Types of People That are Unfaithful
Nor is it true that it is always the powerful CEO with a breathtaking income, who is most likely to cheat. According to a 2011 Indiana University study, the percentage of both men and women who stray in marriage is close to 20% each. A 2015 American Sociological Review study found that a man whose wife is the breadwinner is three times more likely to cheat than a woman whose husband is the breadwinner. Not exactly the image of a high-flying business mogul jetting off to his mansion on the Riviera with his latest 22-year old conquest while the wife keeps the home fires burning!
On the other hand, according to psychologist Esther Perel, author of The State of Affairs: Rethinking Infidelity, most married people who are unfaithful are not cold-hearted serial philanderers. They’re often people who were faithful in the marriage for years and then made a bad mistake. Nor is it true that once a spouse cheats, he or she is doomed to continue to do it over and over.
Yes, some married people are always on the lookout for the next fling, but a survey of 700 men and women in long-term relationships in the Archives of Sexual Behavior concluded that, among those who had cheated in a previous relationship, 70% had not cheated on their current significant other.

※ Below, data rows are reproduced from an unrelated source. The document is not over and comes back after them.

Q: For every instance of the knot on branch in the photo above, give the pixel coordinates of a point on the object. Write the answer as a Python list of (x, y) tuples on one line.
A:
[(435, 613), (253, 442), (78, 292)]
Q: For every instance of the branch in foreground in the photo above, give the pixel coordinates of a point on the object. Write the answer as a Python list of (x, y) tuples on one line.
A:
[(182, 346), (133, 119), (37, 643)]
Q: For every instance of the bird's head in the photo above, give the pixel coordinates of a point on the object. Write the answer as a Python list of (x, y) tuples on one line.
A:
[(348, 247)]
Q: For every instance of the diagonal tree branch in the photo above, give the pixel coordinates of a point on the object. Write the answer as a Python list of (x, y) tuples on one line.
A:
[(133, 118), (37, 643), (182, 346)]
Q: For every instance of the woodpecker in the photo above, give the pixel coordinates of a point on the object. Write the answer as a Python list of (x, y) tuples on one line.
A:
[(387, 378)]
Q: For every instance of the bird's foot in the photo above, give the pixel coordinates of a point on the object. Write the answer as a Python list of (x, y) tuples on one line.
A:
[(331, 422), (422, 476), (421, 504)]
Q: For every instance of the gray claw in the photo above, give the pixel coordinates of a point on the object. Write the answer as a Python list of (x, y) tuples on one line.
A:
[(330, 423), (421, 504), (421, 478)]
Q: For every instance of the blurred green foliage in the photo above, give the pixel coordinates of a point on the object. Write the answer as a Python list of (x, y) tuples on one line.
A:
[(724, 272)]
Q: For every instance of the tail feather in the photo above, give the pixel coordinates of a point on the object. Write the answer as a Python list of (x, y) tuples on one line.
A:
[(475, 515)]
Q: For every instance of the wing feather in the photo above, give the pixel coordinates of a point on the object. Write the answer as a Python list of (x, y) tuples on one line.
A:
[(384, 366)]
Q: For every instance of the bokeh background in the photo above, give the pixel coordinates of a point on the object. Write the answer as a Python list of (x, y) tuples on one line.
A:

Less sophisticated or self-aware marital partners do not always realize they are in the process of falling into an adulterous relationship. They may regard initial encounters as harmless flirting, unless a friend says, “You’re leading him/her on, you know.” If an emotional connection occurs and then grows unchecked through subsequent encounters, it can readily lead to a physical relationship almost before a naïve spouse fully realizes what is happening.
What Happens Next
Finally, although infidelity remains one of the significant causes of divorce, it does not inevitably result in divorce. Often whether the marriage can be sustained depends on how intense the extramarital relationship was and how long it continued. Was the third party someone known by both spouses? Can both partners come to understand why it happened? Can the betrayed partner forgive, if not forget? Can the betrayer end the affair and commit to fidelity in the future?
The discovery that one’s spouse has committed adultery is the emotional equivalent to having the roof of your house suddenly collapse on your head. It is devastating. Infidelity blows up one of the essential elements in any close relationship, trust. Rebuilding a marriage under these circumstances requires time and a lot of hard work.
The betrayed spouse is in a very vulnerable state of mind and should avoid going to a divorce lawyer who responds to that hurt by automatically encouraging the immediate filing of a divorce petition. A good family lawyer should have enough experience to help any potential client understand all of his or her options.
According to Esther Perel, partners sometimes even find, in time, that a closer marriage results from confronting the crisis and managing to continue together. They are forced to open up with each other and express their most heartfelt feelings. In time, the marital bond may not only remain but may become stronger than it was before.